El gran barítono nacional Antonio Campos Benavides falleció recientemente a la hermosa edad de 103 años. Era sobreviviente de una época dorada de la lírica costarricense, y el único intérprete supérstite de la gloriosa prosapia de Melico Salazar, Ofelia Quirós, Claudio Brenes o Albertina Moya.
La única oportunidad que tuvimos de acompañar a don Toño, se gestó con ocasión de un sentido homenaje que la organización privada Ópera de Cámara de Costa Rica le rindió por su prolongada trayectoria en la actividad lírica del país. Hacia el final del concierto-homenaje, los participantes en el evento llamamos al escenario al viejo y reverenciado cantante e interpretamos en su compañía el emotivo sexteto de la ópera Lucia di Lammermoor, de Gaetano Donizetti.
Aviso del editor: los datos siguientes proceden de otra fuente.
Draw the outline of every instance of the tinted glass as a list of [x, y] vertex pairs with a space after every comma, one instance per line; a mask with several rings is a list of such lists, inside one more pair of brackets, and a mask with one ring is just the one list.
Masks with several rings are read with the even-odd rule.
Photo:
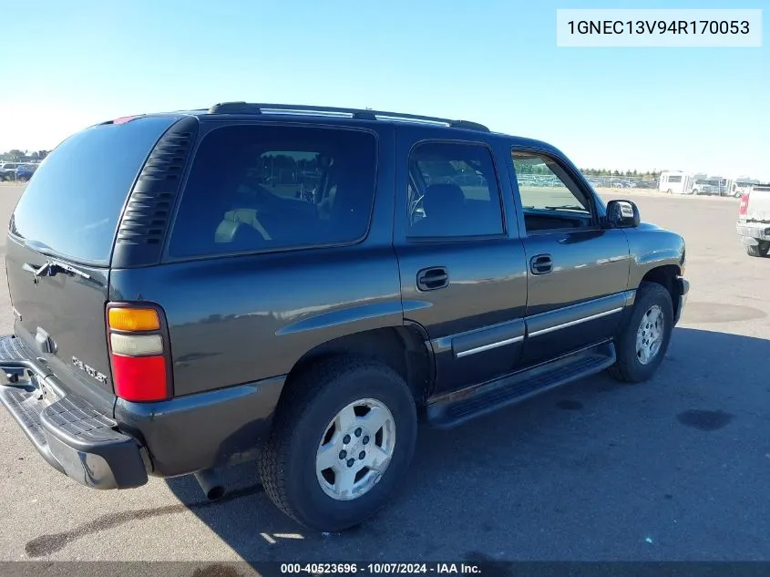
[[559, 163], [545, 155], [511, 151], [525, 211], [570, 211], [590, 215], [585, 193]]
[[138, 118], [93, 127], [62, 142], [35, 170], [14, 212], [12, 232], [63, 257], [108, 263], [126, 197], [172, 123]]
[[229, 126], [200, 144], [177, 215], [173, 257], [336, 244], [363, 238], [375, 196], [368, 132]]
[[489, 149], [480, 144], [427, 142], [409, 159], [407, 235], [503, 233], [500, 191]]

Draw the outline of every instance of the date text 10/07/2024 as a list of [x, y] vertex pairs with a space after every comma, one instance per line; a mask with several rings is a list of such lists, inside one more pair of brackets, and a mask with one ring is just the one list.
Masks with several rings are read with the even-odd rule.
[[747, 20], [570, 20], [570, 34], [580, 35], [745, 35]]
[[352, 575], [362, 574], [480, 574], [474, 563], [282, 563], [282, 574]]

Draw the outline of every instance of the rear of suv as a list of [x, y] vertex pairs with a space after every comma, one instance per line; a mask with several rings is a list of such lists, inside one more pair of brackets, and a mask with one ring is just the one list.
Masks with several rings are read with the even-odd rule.
[[418, 415], [651, 378], [688, 290], [682, 237], [546, 143], [245, 103], [65, 140], [5, 269], [0, 400], [52, 467], [95, 489], [195, 474], [214, 498], [217, 469], [256, 459], [320, 531], [386, 502]]

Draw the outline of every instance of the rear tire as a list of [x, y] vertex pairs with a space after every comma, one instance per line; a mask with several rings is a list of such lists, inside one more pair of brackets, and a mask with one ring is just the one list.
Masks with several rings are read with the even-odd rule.
[[287, 386], [260, 456], [265, 492], [309, 529], [360, 524], [387, 503], [412, 460], [417, 415], [409, 387], [387, 366], [343, 357]]
[[749, 256], [767, 256], [770, 252], [770, 241], [761, 241], [759, 244], [751, 246], [746, 244], [746, 254]]
[[618, 358], [609, 373], [624, 383], [649, 380], [666, 355], [672, 328], [671, 294], [657, 283], [642, 283], [631, 314], [615, 343]]

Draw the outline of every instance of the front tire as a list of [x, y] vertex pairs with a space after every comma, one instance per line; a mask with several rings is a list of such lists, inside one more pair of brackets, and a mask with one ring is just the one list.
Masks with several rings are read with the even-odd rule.
[[618, 358], [610, 374], [625, 383], [649, 380], [665, 356], [672, 328], [671, 294], [657, 283], [642, 283], [631, 316], [615, 343]]
[[746, 244], [746, 254], [749, 256], [767, 256], [770, 252], [770, 241], [761, 241], [758, 244]]
[[409, 387], [389, 366], [352, 358], [322, 361], [287, 386], [260, 457], [265, 492], [309, 529], [360, 524], [387, 503], [412, 460]]

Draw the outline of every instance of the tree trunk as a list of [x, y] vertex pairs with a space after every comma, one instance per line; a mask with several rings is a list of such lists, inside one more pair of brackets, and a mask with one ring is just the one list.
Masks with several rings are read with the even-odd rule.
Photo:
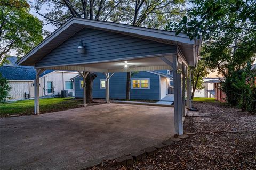
[[130, 100], [130, 89], [131, 88], [131, 72], [127, 72], [127, 79], [126, 79], [126, 99]]
[[97, 75], [95, 73], [93, 72], [90, 72], [85, 79], [85, 82], [86, 83], [86, 103], [91, 103], [92, 101], [92, 86], [93, 84], [93, 80], [94, 80], [97, 76]]

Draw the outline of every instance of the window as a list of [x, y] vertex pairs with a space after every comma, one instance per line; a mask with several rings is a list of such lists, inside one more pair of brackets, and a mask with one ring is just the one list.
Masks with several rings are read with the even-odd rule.
[[149, 89], [149, 78], [131, 79], [132, 89]]
[[105, 80], [105, 79], [100, 79], [100, 88], [101, 89], [106, 88], [106, 86], [105, 86], [106, 80]]
[[83, 80], [80, 80], [80, 89], [83, 89], [84, 88], [84, 81]]
[[73, 89], [73, 84], [71, 81], [65, 81], [65, 87], [66, 90]]
[[49, 94], [52, 93], [52, 81], [48, 81], [47, 82], [47, 92]]

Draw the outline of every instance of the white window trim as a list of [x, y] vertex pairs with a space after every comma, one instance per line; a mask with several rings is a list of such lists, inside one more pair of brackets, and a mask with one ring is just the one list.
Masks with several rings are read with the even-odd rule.
[[[52, 89], [52, 92], [48, 92], [48, 82], [52, 82], [52, 88], [49, 89]], [[47, 94], [53, 94], [53, 82], [52, 81], [47, 81]]]
[[[132, 81], [133, 80], [140, 80], [140, 87], [133, 87]], [[141, 88], [140, 86], [140, 80], [148, 80], [148, 88]], [[132, 78], [131, 79], [131, 86], [132, 89], [150, 89], [150, 78]]]
[[[105, 82], [105, 87], [101, 87], [101, 81], [104, 81]], [[101, 89], [106, 89], [106, 79], [100, 79], [100, 88]]]
[[81, 86], [82, 81], [84, 81], [84, 80], [80, 80], [79, 81], [79, 87], [80, 89], [82, 89], [84, 88], [83, 87], [82, 87], [82, 86]]
[[[67, 89], [67, 87], [66, 87], [66, 82], [71, 82], [71, 86], [72, 86], [72, 89]], [[72, 81], [65, 81], [65, 90], [73, 90], [73, 83], [72, 82]]]

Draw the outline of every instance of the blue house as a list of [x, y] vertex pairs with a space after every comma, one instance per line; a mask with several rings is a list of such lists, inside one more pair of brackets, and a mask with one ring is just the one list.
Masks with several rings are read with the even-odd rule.
[[[169, 92], [172, 76], [169, 71], [141, 71], [134, 73], [131, 79], [131, 99], [164, 100]], [[106, 76], [97, 73], [93, 81], [93, 98], [105, 98]], [[115, 73], [110, 79], [110, 98], [124, 99], [126, 98], [126, 73]], [[71, 79], [75, 83], [76, 98], [83, 97], [83, 78], [77, 75]]]

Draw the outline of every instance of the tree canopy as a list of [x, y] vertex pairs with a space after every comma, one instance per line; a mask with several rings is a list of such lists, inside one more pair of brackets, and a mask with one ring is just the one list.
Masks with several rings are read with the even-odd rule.
[[[179, 21], [185, 13], [185, 0], [38, 0], [37, 13], [45, 24], [57, 28], [70, 17], [122, 23], [149, 28], [163, 28]], [[46, 12], [41, 9], [49, 6]]]
[[194, 6], [179, 23], [166, 29], [202, 38], [200, 56], [225, 79], [222, 89], [227, 101], [255, 112], [256, 59], [255, 0], [190, 0]]
[[42, 23], [25, 0], [0, 2], [0, 65], [11, 50], [28, 52], [43, 40]]
[[256, 55], [255, 0], [190, 0], [194, 7], [179, 23], [167, 27], [190, 39], [202, 38], [200, 53], [211, 69], [225, 76], [244, 67]]

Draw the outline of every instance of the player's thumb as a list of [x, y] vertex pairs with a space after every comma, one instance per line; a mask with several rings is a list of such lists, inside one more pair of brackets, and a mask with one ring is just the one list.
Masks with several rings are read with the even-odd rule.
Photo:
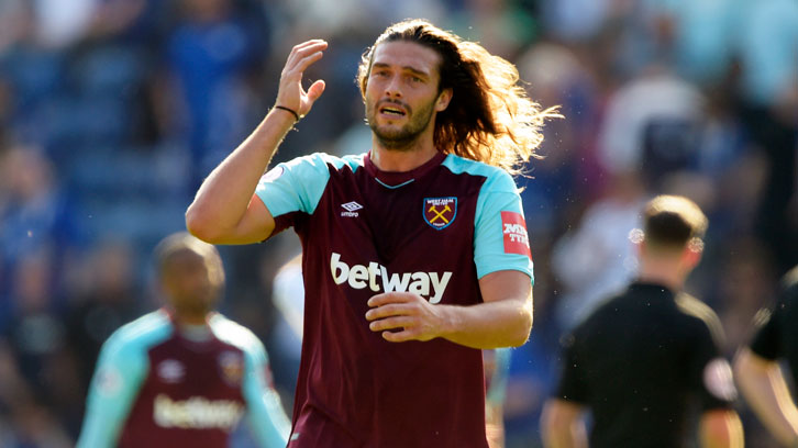
[[311, 103], [315, 102], [315, 100], [318, 100], [319, 97], [324, 93], [325, 86], [326, 83], [323, 79], [319, 79], [310, 86], [310, 88], [308, 89], [308, 99]]

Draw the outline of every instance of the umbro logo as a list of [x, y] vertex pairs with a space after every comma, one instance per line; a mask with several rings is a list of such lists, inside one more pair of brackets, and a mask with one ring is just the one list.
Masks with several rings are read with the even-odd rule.
[[361, 209], [363, 209], [363, 205], [358, 204], [358, 203], [357, 203], [357, 202], [355, 202], [355, 201], [352, 201], [352, 202], [347, 202], [347, 203], [345, 203], [345, 204], [341, 204], [341, 206], [343, 206], [343, 208], [344, 208], [344, 210], [346, 210], [347, 212], [354, 212], [355, 210], [361, 210]]
[[363, 209], [363, 205], [358, 204], [355, 201], [352, 201], [345, 204], [341, 204], [341, 208], [345, 210], [345, 212], [341, 212], [341, 216], [357, 217], [357, 211]]

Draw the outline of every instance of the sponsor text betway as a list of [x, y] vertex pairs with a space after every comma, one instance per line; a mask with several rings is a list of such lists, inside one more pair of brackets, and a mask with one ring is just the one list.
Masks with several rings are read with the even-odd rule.
[[[430, 303], [443, 299], [452, 272], [394, 272], [388, 273], [385, 266], [372, 261], [368, 265], [350, 266], [341, 260], [341, 254], [332, 253], [330, 270], [335, 284], [348, 282], [353, 289], [368, 288], [374, 292], [414, 292], [429, 298]], [[431, 293], [432, 292], [432, 293]]]

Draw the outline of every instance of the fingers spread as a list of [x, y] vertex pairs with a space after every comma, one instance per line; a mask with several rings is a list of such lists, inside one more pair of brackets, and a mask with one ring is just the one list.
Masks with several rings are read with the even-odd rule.
[[[288, 56], [288, 61], [286, 61], [286, 69], [293, 70], [295, 68], [298, 67], [298, 65], [302, 60], [304, 60], [309, 56], [315, 55], [317, 53], [319, 53], [319, 55], [317, 56], [317, 59], [314, 59], [314, 61], [319, 60], [318, 58], [321, 57], [321, 52], [326, 49], [326, 46], [328, 46], [326, 42], [319, 41], [319, 42], [314, 42], [314, 43], [311, 43], [311, 44], [308, 44], [308, 45], [304, 45], [301, 47], [300, 46], [293, 47], [293, 49], [291, 51], [291, 54]], [[308, 65], [306, 65], [304, 67], [307, 68]], [[300, 70], [303, 70], [303, 69], [304, 68], [301, 68]]]
[[318, 100], [322, 93], [324, 93], [324, 87], [326, 87], [326, 85], [324, 83], [323, 79], [319, 79], [310, 86], [310, 88], [308, 89], [308, 99], [311, 103]]

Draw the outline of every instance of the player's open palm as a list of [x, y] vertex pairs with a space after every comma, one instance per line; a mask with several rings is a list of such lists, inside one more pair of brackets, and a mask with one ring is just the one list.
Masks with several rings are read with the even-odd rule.
[[326, 45], [326, 42], [322, 40], [312, 40], [296, 45], [291, 49], [280, 74], [276, 105], [289, 108], [299, 116], [310, 112], [313, 102], [324, 92], [324, 81], [317, 80], [306, 91], [302, 87], [302, 75], [311, 64], [321, 59]]
[[442, 307], [411, 292], [385, 292], [368, 300], [372, 332], [383, 332], [391, 343], [430, 340], [443, 333]]

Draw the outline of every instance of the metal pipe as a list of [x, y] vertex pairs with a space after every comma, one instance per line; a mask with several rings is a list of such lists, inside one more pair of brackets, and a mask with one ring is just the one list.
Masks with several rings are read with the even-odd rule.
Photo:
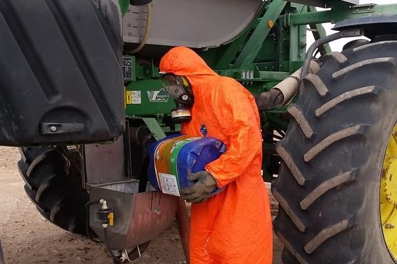
[[[311, 60], [309, 69], [315, 74], [320, 70], [320, 65], [314, 60]], [[299, 80], [302, 68], [289, 75], [268, 91], [265, 91], [256, 97], [258, 109], [261, 111], [272, 109], [287, 104], [296, 94], [299, 87]]]

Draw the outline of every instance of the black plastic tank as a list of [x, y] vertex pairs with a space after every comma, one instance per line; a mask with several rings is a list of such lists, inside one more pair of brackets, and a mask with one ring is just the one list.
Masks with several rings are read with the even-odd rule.
[[123, 133], [121, 17], [113, 1], [0, 1], [1, 145]]

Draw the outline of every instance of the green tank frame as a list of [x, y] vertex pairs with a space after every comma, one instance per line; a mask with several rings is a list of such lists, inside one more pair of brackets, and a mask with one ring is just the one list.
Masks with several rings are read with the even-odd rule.
[[[129, 1], [119, 0], [119, 3], [122, 12], [125, 12]], [[254, 22], [234, 40], [196, 52], [218, 74], [234, 78], [253, 94], [259, 94], [302, 66], [307, 46], [307, 34], [313, 32], [314, 39], [325, 36], [321, 23], [376, 14], [397, 14], [396, 5], [360, 6], [341, 1], [310, 2], [309, 4], [327, 8], [317, 11], [316, 7], [306, 3], [265, 1]], [[308, 26], [309, 30], [307, 30]], [[328, 43], [319, 48], [321, 55], [329, 52]], [[152, 124], [154, 134], [159, 135], [160, 130], [178, 131], [179, 126], [170, 122], [174, 103], [162, 90], [157, 65], [158, 61], [141, 63], [134, 55], [125, 54], [123, 58], [126, 116], [143, 118], [145, 123]], [[264, 138], [263, 175], [266, 182], [270, 182], [272, 175], [276, 174], [279, 162], [274, 151], [275, 140], [277, 135], [283, 135], [288, 125], [286, 108], [263, 111], [261, 118]]]

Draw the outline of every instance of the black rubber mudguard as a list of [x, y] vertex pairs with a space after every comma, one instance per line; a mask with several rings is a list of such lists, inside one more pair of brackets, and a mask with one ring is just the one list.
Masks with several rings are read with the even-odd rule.
[[115, 2], [0, 1], [0, 144], [88, 143], [123, 133]]

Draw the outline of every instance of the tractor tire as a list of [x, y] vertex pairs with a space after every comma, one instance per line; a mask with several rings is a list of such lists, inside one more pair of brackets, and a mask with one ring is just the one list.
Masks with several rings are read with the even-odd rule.
[[384, 177], [397, 137], [396, 54], [395, 41], [331, 52], [303, 78], [276, 146], [283, 162], [272, 184], [285, 264], [396, 263], [385, 234], [396, 237], [397, 223], [383, 212], [385, 201], [391, 212], [397, 204], [392, 174]]
[[61, 228], [85, 234], [89, 195], [83, 188], [81, 155], [77, 148], [21, 148], [18, 162], [25, 190], [41, 214]]

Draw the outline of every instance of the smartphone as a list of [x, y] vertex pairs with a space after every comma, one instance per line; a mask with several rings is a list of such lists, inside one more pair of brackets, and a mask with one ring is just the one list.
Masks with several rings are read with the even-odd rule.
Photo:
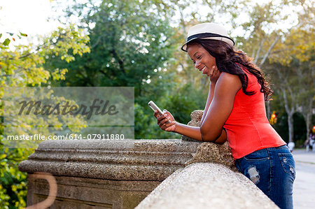
[[159, 113], [160, 115], [163, 115], [163, 112], [162, 112], [161, 109], [158, 107], [158, 106], [152, 101], [150, 101], [148, 103], [148, 105], [153, 110], [153, 111], [155, 112], [155, 110], [158, 110], [158, 113]]

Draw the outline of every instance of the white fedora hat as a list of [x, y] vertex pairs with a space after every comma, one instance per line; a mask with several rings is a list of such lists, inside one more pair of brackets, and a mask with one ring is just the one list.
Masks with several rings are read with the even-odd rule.
[[197, 38], [214, 39], [224, 41], [230, 46], [234, 45], [233, 39], [227, 36], [227, 32], [222, 25], [205, 22], [192, 26], [189, 29], [187, 41], [181, 47], [183, 51], [187, 52], [187, 43]]

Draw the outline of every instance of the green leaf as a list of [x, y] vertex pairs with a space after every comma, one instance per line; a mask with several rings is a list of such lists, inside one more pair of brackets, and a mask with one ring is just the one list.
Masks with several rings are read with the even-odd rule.
[[4, 45], [8, 45], [10, 41], [11, 41], [10, 39], [6, 38], [6, 40], [4, 40]]
[[27, 36], [27, 34], [21, 33], [21, 32], [20, 32], [20, 35], [21, 35], [22, 36], [25, 36], [25, 37]]

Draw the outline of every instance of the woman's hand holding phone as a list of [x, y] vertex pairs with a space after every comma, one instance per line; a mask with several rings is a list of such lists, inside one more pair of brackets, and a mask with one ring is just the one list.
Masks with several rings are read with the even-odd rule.
[[171, 113], [164, 110], [163, 115], [160, 115], [158, 110], [155, 110], [154, 116], [158, 119], [158, 124], [161, 129], [166, 131], [175, 131], [175, 120]]

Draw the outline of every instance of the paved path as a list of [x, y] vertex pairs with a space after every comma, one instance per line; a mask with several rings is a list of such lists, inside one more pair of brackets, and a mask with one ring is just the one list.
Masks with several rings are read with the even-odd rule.
[[315, 152], [295, 150], [296, 177], [293, 185], [295, 209], [315, 208]]

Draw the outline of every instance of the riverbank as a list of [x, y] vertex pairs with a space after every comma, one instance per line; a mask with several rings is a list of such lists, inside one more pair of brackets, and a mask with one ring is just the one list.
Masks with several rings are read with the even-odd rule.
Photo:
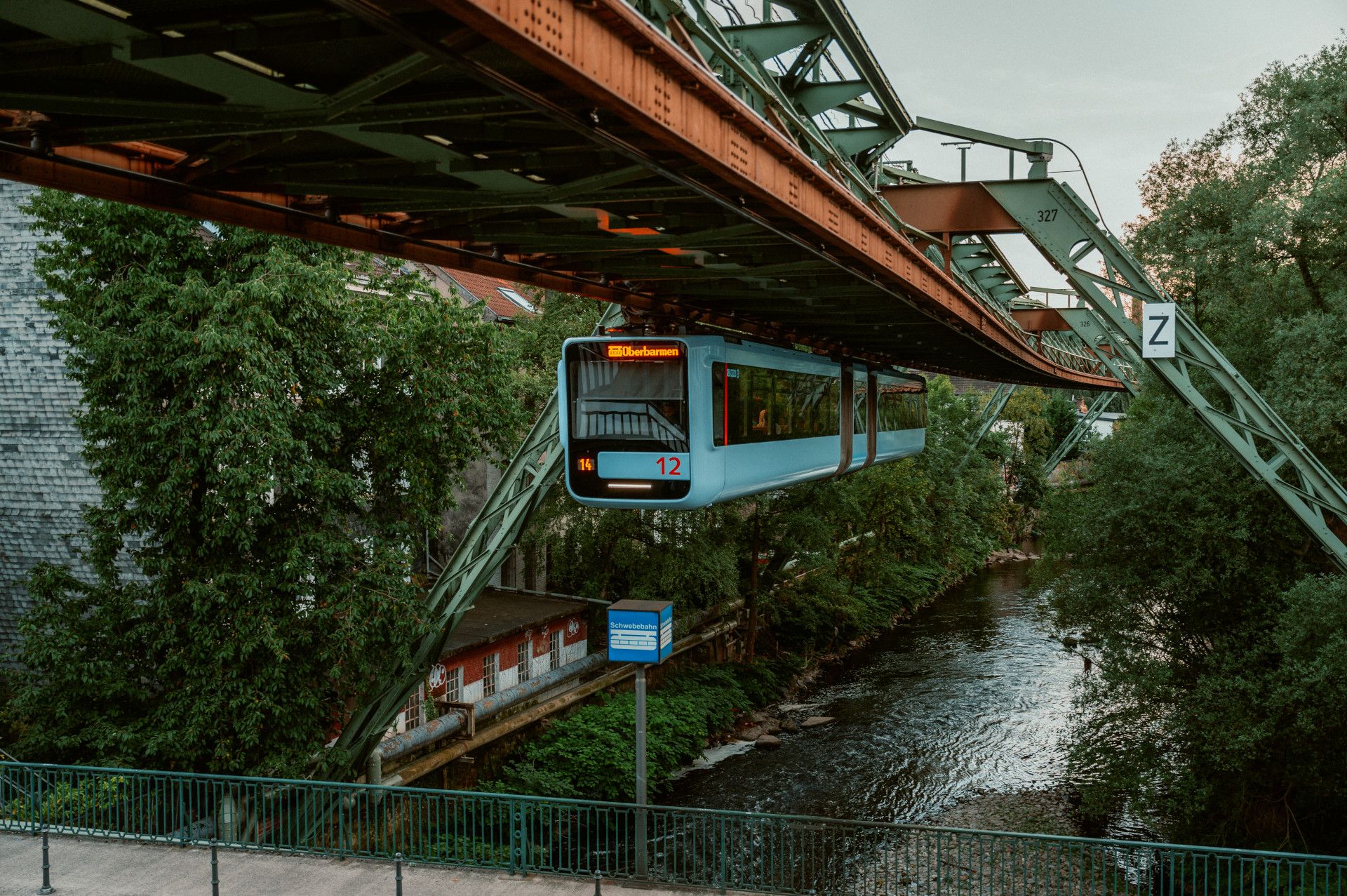
[[1075, 833], [1063, 744], [1080, 664], [1043, 620], [1030, 565], [994, 562], [828, 663], [789, 702], [835, 721], [694, 769], [667, 800]]

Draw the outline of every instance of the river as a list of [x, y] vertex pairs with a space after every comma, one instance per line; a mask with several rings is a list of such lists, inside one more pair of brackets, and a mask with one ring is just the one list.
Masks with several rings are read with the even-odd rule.
[[783, 733], [679, 779], [676, 806], [927, 822], [983, 792], [1064, 781], [1080, 659], [1026, 586], [1030, 562], [998, 563], [828, 668]]

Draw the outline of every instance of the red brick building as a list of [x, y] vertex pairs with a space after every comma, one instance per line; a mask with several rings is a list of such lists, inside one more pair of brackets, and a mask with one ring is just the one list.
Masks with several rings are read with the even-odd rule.
[[[486, 589], [454, 629], [430, 670], [434, 699], [475, 703], [524, 680], [583, 659], [589, 648], [585, 605], [555, 597]], [[403, 732], [423, 721], [422, 699], [399, 717]]]

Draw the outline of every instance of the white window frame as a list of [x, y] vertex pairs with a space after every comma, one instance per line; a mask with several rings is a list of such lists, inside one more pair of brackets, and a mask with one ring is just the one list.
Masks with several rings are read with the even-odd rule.
[[520, 641], [519, 647], [516, 648], [515, 658], [516, 658], [516, 666], [519, 667], [517, 678], [519, 682], [523, 684], [531, 678], [529, 671], [533, 660], [533, 639], [525, 637], [523, 641]]
[[450, 703], [463, 702], [463, 667], [455, 666], [445, 672], [445, 699]]
[[496, 693], [497, 676], [501, 670], [501, 655], [488, 653], [482, 658], [482, 698]]
[[562, 629], [556, 629], [555, 632], [548, 632], [548, 635], [547, 635], [547, 664], [551, 668], [560, 668], [562, 667], [562, 651], [564, 649], [564, 647], [566, 645], [562, 643]]

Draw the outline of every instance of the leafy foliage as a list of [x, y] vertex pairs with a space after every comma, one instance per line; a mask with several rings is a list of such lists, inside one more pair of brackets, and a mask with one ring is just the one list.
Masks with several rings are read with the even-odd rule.
[[[1269, 67], [1142, 195], [1133, 247], [1342, 480], [1347, 40]], [[1183, 839], [1347, 847], [1343, 577], [1316, 575], [1299, 524], [1154, 381], [1091, 480], [1045, 523], [1071, 559], [1057, 622], [1099, 670], [1071, 757], [1086, 807]]]
[[431, 624], [415, 544], [517, 427], [506, 346], [370, 257], [54, 191], [31, 210], [104, 497], [92, 579], [28, 583], [22, 753], [295, 773]]
[[[757, 662], [675, 672], [647, 697], [647, 769], [659, 790], [754, 703], [780, 693], [799, 666]], [[484, 790], [630, 802], [636, 792], [636, 698], [620, 694], [582, 706], [524, 745], [500, 780]]]

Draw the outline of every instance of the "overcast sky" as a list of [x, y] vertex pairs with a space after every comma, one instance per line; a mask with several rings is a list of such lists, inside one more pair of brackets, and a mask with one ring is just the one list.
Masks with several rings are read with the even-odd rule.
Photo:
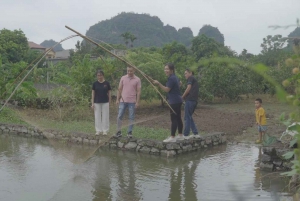
[[[158, 16], [177, 30], [190, 27], [194, 36], [210, 24], [224, 34], [225, 45], [257, 54], [265, 36], [287, 36], [295, 29], [268, 26], [296, 24], [300, 0], [0, 0], [0, 29], [21, 29], [40, 44], [72, 35], [65, 25], [85, 34], [90, 26], [123, 11]], [[63, 48], [74, 48], [79, 39], [64, 42]]]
Los conjuntos vocales en la ópera
En la historia de la Lírica mundial no son extraños los conjuntos vocales ampliados –hablamos de obras maestras del contrapunto–, en los que el compositor centra el desarrollo climático de la trama y aprovecha el momento de un tiempo suspendido para crear la más bella de las melodías. La inmensa mayoría de las óperas rossinianas incluyen el famoso concertante, en el que intervienen solistas y coro, para cerrar el primer acto de una trama –en ocasiones seria, y en oportunidades bufa–. El consabido recurso, de origen claramente italiano, es con frecuencia censurado por los cánones estéticos de autores o creadores de otras nacionalidades.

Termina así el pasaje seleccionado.